March 18, 2020


Tens of thousands of airport jobs are at risk today because the Federal Government has failed to act to save them, warns the Transport Workers’ Union.

The announced assistance package to airlines will not protect jobs at companies which service Qantas, Virgin and other airlines, as airlines drastically scale back their operations and international travel grinds to a halt, says the TWU.

An urgent request for wider support from the Prime Minister is being prepared by the TWU, Australian Services Union and aviation companies.

“Waving fees for some airlines is not going to save jobs. The package announced last night is what you get when you only talk to well-paid airline executives and refuse to speak to the wider industry or workers. The window of opportunity to act in aviation, which is our critical gateway to the globe, is closing fast. The Prime Minister is refusing to protect the workers and companies that hold the key to post-virus recovery and he may never be forgiven for this,” said TWU National Secretary Michael Kaine.

“Today we have companies representing thousands of baggage handlers, ramp workers, caterers, cleaners, drivers, cabin crew and security personnel facing a tough challenge. They are trying to stay open but it is becoming increasingly difficult and lay offs of labour hire staff have begun. The Government must be held accountable for this and for the further impacts on jobs,” Kaine added.
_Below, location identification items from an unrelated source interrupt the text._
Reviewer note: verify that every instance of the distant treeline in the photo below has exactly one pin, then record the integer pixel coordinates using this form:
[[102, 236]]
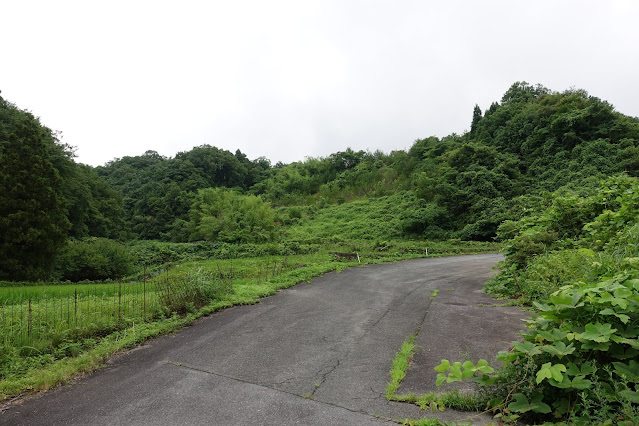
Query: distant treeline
[[534, 141]]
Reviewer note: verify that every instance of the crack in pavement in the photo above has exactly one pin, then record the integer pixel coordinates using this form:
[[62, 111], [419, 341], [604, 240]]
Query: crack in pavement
[[213, 373], [324, 376]]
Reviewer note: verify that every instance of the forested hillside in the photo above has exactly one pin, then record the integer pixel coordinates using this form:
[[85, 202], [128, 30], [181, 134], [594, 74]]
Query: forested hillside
[[534, 141]]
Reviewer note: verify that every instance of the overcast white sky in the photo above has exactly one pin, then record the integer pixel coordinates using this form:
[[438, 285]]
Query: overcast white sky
[[289, 79]]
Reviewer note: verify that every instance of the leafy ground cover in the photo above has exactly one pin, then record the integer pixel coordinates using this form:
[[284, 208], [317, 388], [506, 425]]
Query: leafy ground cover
[[218, 283], [576, 263]]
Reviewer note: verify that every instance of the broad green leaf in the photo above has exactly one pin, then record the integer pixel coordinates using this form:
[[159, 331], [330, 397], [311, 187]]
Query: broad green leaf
[[622, 317], [558, 349], [552, 335], [485, 380], [505, 356], [630, 396], [578, 382], [549, 371], [528, 348], [597, 332], [628, 371], [522, 405]]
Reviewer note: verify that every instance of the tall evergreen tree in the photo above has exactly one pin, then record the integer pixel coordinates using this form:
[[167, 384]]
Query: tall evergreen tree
[[33, 223], [476, 118]]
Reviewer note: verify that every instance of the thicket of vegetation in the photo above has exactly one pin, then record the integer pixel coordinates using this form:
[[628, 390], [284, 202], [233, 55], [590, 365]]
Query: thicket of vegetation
[[552, 174], [534, 141], [575, 259]]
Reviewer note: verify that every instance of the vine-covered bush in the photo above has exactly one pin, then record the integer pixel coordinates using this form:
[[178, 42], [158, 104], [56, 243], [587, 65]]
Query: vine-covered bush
[[577, 362], [94, 259]]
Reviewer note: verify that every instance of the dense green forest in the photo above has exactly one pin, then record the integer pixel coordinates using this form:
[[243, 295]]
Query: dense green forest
[[551, 175], [531, 143]]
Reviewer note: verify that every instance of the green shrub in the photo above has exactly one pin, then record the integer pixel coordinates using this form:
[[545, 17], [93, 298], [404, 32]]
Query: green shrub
[[94, 259]]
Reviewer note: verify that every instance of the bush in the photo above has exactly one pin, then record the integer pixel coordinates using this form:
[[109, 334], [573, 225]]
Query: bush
[[93, 259]]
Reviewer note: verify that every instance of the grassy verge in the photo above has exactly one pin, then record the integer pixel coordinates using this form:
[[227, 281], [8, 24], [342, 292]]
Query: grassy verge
[[254, 278]]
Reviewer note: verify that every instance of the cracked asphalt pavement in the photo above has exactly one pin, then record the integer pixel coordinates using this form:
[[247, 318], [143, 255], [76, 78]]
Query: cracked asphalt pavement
[[318, 353]]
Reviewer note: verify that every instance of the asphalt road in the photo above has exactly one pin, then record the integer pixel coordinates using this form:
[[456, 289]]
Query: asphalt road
[[318, 353]]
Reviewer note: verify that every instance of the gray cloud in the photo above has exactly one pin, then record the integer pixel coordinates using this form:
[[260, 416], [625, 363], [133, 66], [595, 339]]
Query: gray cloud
[[289, 79]]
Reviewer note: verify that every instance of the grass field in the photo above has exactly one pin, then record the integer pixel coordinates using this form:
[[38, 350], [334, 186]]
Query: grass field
[[50, 333]]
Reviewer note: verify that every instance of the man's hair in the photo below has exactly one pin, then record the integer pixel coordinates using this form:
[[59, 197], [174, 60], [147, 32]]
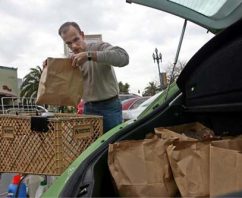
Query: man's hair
[[65, 26]]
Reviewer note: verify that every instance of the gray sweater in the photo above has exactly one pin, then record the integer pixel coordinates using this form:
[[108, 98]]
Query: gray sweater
[[99, 79]]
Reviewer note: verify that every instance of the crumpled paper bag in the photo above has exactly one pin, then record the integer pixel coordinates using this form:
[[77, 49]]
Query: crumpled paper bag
[[60, 83], [140, 168]]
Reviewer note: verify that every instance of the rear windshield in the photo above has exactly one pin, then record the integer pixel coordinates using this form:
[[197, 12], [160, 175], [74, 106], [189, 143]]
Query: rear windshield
[[211, 8]]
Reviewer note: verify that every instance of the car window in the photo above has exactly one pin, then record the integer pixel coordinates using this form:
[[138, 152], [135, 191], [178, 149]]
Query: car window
[[137, 103]]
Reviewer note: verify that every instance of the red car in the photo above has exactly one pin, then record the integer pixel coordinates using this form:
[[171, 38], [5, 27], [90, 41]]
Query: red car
[[122, 97], [133, 103], [80, 107]]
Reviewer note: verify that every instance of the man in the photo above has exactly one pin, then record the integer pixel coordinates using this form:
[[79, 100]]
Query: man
[[95, 61]]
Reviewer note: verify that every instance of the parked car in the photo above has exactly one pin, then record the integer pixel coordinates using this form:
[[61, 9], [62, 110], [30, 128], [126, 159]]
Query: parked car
[[133, 103], [135, 112], [209, 90]]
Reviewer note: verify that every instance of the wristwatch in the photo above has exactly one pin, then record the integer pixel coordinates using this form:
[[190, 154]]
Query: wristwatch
[[89, 56]]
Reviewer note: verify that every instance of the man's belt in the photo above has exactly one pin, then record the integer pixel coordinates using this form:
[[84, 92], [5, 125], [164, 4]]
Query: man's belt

Unions and employers are seeking assurances from the Government that workers on unpaid leave can access Newstart and top up payments, that companies can get access to loans and that Government guarantees can be issued if necessary.

The TWU wrote to the Prime Minister on Sunday and again yesterday, in a joint letter with the ASU, urging a meeting so the needs of workers could be heard. Yesterday the Prime Minister’s office replied saying he was “unable to accept your meeting invitation”.

“We are very disappointed that the Government is refusing to meet representatives of airport workers when even he admits that these jobs will be hardest hit during this crisis. Assistance for aviation cannot just be about propping up airlines. There is a wider aviation industry that is facing drastic choices and without it airports and airlines won’t be able to open for business when the crisis subsides,” he added.